Les scanners sont des outils diagnostiques indispensables pour détecter des maladies graves comme les cancers, les AVC ou les traumatismes. Leur utilisation permet souvent de sauver des vies en posant un diagnostic précis rapidement. Par exemple, un scanner cérébral peut identifier une hémorragie ou une tumeur en quelques minutes, ce qui est crucial pour un traitement efficace. Les bénéfices médicaux l'emportent généralement sur les risques potentiels, surtout lorsque l'examen est justifié par une suspicion de pathologie. Les médecins évaluent donc systématiquement le rapport bénéfice/risque avant de prescrire un scanner.

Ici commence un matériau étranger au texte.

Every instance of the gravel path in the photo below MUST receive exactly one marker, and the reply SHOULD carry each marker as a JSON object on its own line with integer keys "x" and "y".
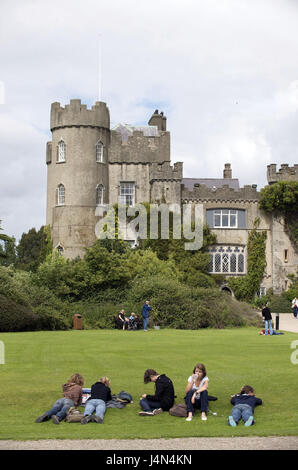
{"x": 195, "y": 443}
{"x": 286, "y": 323}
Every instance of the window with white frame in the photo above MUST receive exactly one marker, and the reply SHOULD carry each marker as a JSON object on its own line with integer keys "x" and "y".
{"x": 61, "y": 195}
{"x": 224, "y": 218}
{"x": 227, "y": 259}
{"x": 99, "y": 152}
{"x": 127, "y": 194}
{"x": 99, "y": 194}
{"x": 61, "y": 151}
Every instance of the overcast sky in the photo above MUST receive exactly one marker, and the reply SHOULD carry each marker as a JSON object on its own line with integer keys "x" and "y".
{"x": 225, "y": 73}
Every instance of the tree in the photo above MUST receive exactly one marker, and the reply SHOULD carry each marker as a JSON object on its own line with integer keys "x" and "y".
{"x": 7, "y": 248}
{"x": 33, "y": 248}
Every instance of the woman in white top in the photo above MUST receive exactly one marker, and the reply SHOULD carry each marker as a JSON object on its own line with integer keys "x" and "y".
{"x": 197, "y": 392}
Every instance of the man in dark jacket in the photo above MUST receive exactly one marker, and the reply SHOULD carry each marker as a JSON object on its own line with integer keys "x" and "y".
{"x": 164, "y": 396}
{"x": 145, "y": 313}
{"x": 244, "y": 405}
{"x": 266, "y": 314}
{"x": 100, "y": 395}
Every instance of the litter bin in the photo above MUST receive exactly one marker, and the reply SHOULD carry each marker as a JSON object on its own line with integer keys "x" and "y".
{"x": 77, "y": 321}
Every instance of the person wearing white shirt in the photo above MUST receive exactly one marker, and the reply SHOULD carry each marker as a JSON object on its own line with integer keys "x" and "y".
{"x": 197, "y": 392}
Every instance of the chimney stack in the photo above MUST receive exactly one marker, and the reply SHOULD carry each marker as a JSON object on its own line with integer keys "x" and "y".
{"x": 227, "y": 171}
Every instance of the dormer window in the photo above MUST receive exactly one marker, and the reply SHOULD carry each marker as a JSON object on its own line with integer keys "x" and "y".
{"x": 225, "y": 218}
{"x": 61, "y": 151}
{"x": 99, "y": 194}
{"x": 99, "y": 152}
{"x": 61, "y": 195}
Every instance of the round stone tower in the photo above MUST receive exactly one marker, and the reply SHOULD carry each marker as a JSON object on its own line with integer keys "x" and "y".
{"x": 77, "y": 180}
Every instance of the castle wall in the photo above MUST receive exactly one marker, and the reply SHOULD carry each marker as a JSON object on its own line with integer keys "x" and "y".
{"x": 139, "y": 149}
{"x": 137, "y": 173}
{"x": 73, "y": 223}
{"x": 144, "y": 159}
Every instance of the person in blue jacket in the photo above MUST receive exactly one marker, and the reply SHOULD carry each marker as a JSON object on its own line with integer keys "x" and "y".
{"x": 244, "y": 404}
{"x": 145, "y": 313}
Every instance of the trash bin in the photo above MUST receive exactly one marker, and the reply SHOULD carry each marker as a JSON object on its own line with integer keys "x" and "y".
{"x": 77, "y": 321}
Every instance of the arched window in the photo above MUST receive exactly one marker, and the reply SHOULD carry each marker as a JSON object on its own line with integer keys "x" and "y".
{"x": 99, "y": 152}
{"x": 227, "y": 259}
{"x": 61, "y": 151}
{"x": 60, "y": 249}
{"x": 99, "y": 194}
{"x": 61, "y": 195}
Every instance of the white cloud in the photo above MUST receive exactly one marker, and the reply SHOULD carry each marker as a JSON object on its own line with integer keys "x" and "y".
{"x": 224, "y": 72}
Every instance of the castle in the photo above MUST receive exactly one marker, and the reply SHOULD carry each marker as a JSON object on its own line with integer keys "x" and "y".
{"x": 89, "y": 165}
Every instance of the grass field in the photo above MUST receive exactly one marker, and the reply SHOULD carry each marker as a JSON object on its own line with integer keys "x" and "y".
{"x": 37, "y": 363}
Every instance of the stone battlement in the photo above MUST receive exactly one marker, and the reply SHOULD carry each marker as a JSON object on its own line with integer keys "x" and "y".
{"x": 165, "y": 171}
{"x": 285, "y": 173}
{"x": 224, "y": 193}
{"x": 77, "y": 114}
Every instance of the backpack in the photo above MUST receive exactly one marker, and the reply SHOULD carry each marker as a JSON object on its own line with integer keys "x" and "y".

Recommandations officielles

Plusieurs organisations, comme l'Organisation mondiale de la Santé (OMS) ou la Commission internationale de protection radiologique (CIPR), publient des recommandations pour limiter l'exposition aux rayonnements ionisants. Elles préconisent d'éviter les scanners inutiles, notamment chez les femmes enceintes et les jeunes enfants, sauf en cas d'urgence. Pour les adultes, il est conseillé de conserver un dossier médical récapitulatif des examens radiologiques afin d'éviter les répétitions inutiles. En France, l'Agence nationale de sécurité sanitaire (ANSES) rappelle que la dose annuelle moyenne due aux examens médicaux est d'environ 1,5 mSv, bien en dessous des seuils dangereux.

Alternatives existantes

Pour réduire l'exposition aux rayonnements, les médecins peuvent parfois opter pour des examens moins irradiants, comme l'échographie ou l'imagerie par résonance magnétique (IRM). L'échographie utilise des ultrasons, sans danger pour le patient, tandis que l'IRM utilise des champs magnétiques et des ondes radio, également sans risque connu de cancer. Cependant, ces alternatives ne sont pas toujours adaptées : l'IRM est contre-indiquée pour les porteurs de pacemakers, et l'échographie peut manquer de précision pour certains diagnostics. Le choix de l'examen dépend donc du contexte médical et des contraintes techniques.

Ce que ça pourrait changer

Les progrès technologiques permettent aujourd'hui de réduire les doses de rayonnement délivrées par les scanners. Les appareils modernes, dits à *faible dose*, optimisent l'acquisition des images pour minimiser l'exposition. Par exemple, un scanner cardiaque peut aujourd'hui délivrer moins de 1 mSv, contre 10 à 15 mSv il y a quelques années. Ces innovations, combinées à une meilleure formation des radiologues, contribuent à rendre les examens plus sûrs. Les autorités sanitaires encouragent également le développement de protocoles standardisés pour harmoniser les pratiques et limiter les risques.